Como podem então os Estados português e espanhol, no campo político, cooperar em matéria de jornalismo e informação, sem que a sua interferência condicione a devida liberdade de expressão?

A cooperação no jornalismo entre Portugal e Espanha é uma questão muito complexa. Na verdade, somos dois países que, partilhando uma fronteira, vivemos de costas voltadas. Os portugueses olham para o Atlântico e os espanhóis olham para a Europa, não havendo um grande interesse de parte a parte sobre o que se passa no outro país, talvez ainda menor do lado espanhol. Há, sim, interesses mais locais, por exemplo, nas zonas fronteiriças, onde existe desde sempre uma proximidade muito grande entre as pessoas. Em ambos os lados, são normalmente populações muito esquecidas pelos poderes centrais e pelos meios nacionais, que se sentem muito ignoradas, o que as leva a olharam-se mais entre si.
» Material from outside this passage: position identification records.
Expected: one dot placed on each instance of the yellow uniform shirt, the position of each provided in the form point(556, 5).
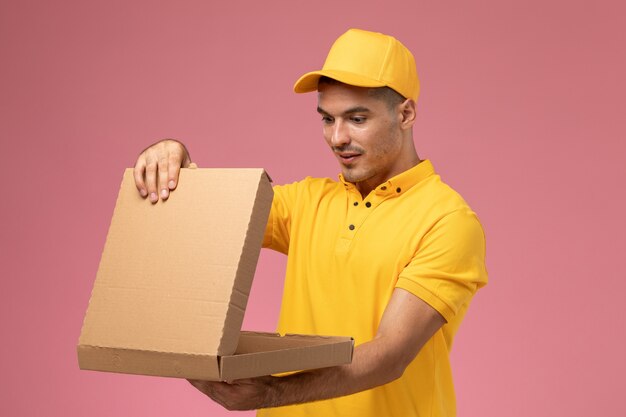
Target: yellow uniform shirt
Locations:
point(346, 254)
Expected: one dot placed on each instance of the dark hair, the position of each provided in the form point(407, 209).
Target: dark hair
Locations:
point(387, 94)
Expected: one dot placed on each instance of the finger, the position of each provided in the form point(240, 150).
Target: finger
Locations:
point(173, 171)
point(138, 172)
point(163, 177)
point(151, 184)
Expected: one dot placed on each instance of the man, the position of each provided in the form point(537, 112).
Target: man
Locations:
point(388, 254)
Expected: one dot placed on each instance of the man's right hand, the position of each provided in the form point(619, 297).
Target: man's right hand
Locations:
point(157, 168)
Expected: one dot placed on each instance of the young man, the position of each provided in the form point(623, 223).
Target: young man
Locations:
point(388, 254)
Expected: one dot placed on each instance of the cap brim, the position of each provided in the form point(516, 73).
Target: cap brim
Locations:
point(308, 82)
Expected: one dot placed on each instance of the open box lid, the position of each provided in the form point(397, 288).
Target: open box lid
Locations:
point(173, 282)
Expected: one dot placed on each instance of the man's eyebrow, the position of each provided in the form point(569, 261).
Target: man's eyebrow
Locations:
point(352, 110)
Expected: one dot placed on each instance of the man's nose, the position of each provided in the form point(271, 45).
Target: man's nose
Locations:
point(340, 135)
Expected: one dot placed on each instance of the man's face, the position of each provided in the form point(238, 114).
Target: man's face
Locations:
point(364, 134)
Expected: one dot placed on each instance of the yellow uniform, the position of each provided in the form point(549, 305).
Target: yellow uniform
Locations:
point(346, 255)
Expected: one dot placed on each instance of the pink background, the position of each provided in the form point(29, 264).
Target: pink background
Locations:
point(522, 111)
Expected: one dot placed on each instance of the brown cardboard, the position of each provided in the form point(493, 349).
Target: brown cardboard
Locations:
point(173, 282)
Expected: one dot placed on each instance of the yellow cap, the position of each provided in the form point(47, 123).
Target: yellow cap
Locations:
point(367, 59)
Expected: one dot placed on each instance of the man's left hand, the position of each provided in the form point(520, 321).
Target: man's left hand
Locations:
point(242, 394)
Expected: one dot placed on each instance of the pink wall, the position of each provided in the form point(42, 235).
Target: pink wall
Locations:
point(522, 111)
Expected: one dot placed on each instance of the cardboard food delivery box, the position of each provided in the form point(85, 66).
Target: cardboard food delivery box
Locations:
point(173, 282)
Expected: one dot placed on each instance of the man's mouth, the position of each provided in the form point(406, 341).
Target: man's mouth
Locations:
point(347, 157)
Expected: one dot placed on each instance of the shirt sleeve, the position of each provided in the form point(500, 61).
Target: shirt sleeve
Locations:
point(449, 264)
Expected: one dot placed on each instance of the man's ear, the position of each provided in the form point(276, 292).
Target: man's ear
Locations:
point(408, 113)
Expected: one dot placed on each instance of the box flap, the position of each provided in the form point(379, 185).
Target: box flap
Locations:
point(268, 353)
point(208, 236)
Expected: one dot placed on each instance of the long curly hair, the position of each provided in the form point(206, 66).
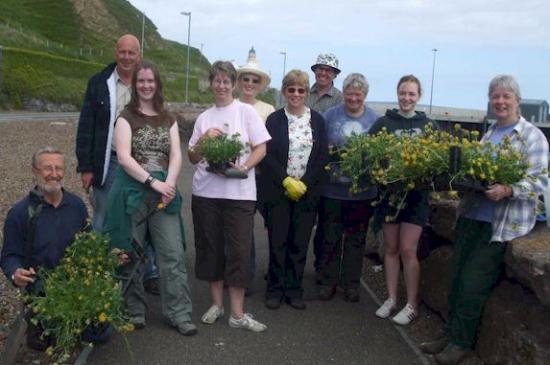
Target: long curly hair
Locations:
point(158, 98)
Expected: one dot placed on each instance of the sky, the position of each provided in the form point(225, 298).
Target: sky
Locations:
point(382, 39)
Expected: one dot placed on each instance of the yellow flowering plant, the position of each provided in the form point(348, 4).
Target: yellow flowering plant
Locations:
point(433, 160)
point(79, 295)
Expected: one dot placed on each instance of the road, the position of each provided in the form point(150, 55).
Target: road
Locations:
point(334, 332)
point(25, 116)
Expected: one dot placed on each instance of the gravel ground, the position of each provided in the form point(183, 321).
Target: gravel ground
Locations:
point(18, 141)
point(428, 322)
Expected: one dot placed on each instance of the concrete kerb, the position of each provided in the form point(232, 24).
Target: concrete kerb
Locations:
point(421, 356)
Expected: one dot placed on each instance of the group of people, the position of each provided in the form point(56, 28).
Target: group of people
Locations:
point(129, 155)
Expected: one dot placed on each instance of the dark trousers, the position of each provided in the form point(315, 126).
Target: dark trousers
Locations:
point(289, 226)
point(476, 266)
point(344, 224)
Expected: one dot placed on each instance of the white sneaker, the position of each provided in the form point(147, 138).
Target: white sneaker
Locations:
point(405, 316)
point(385, 309)
point(212, 314)
point(247, 322)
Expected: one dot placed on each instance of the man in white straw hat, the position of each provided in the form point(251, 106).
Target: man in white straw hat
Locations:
point(251, 80)
point(323, 95)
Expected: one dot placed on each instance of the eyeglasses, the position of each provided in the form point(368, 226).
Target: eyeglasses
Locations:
point(292, 90)
point(250, 79)
point(323, 69)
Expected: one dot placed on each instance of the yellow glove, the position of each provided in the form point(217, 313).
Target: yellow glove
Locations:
point(294, 188)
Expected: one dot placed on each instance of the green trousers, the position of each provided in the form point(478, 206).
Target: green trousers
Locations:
point(476, 266)
point(344, 224)
point(166, 238)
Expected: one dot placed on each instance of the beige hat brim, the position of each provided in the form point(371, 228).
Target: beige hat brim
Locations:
point(265, 79)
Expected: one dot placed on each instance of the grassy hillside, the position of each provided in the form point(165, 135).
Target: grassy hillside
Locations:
point(52, 47)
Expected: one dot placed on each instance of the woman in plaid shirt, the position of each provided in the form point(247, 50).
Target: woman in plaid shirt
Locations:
point(489, 221)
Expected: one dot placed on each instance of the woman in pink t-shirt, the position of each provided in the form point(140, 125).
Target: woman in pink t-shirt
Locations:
point(223, 207)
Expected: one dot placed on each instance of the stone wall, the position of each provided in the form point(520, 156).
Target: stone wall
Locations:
point(515, 326)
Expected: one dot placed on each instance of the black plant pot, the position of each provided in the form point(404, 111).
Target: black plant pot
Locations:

Por isso, acho que a cooperação nesta matéria deve começar nas regiões transfronteiriças. Aí já há um espaço de interesse mútuo. Se não começar por aqui, não estou a ver os meios nacionais portugueses – e o mesmo se aplicará aos espanhóis – a dar um grande destaque às questões importantes do outro país de uma forma consistente e constante a curto trecho.

No que diz respeito à liberdade de expressão, temos também a vantagem de sermos dos países com maiores índices de independência do jornalismo em relação aos poderes, tanto de meios públicos como privados. Por isso não vejo, para já, esse perigo de intromissão pelos Estados. O que existe é a tentação da parte de alguns grupos partidários e económicos de pressionar o jornalismo, mas até agora o setor tem resistido bem a isso tanto em Portugal como em Espanha. Felizmente, esse não é, até ver, um problema premente para os nossos dois países.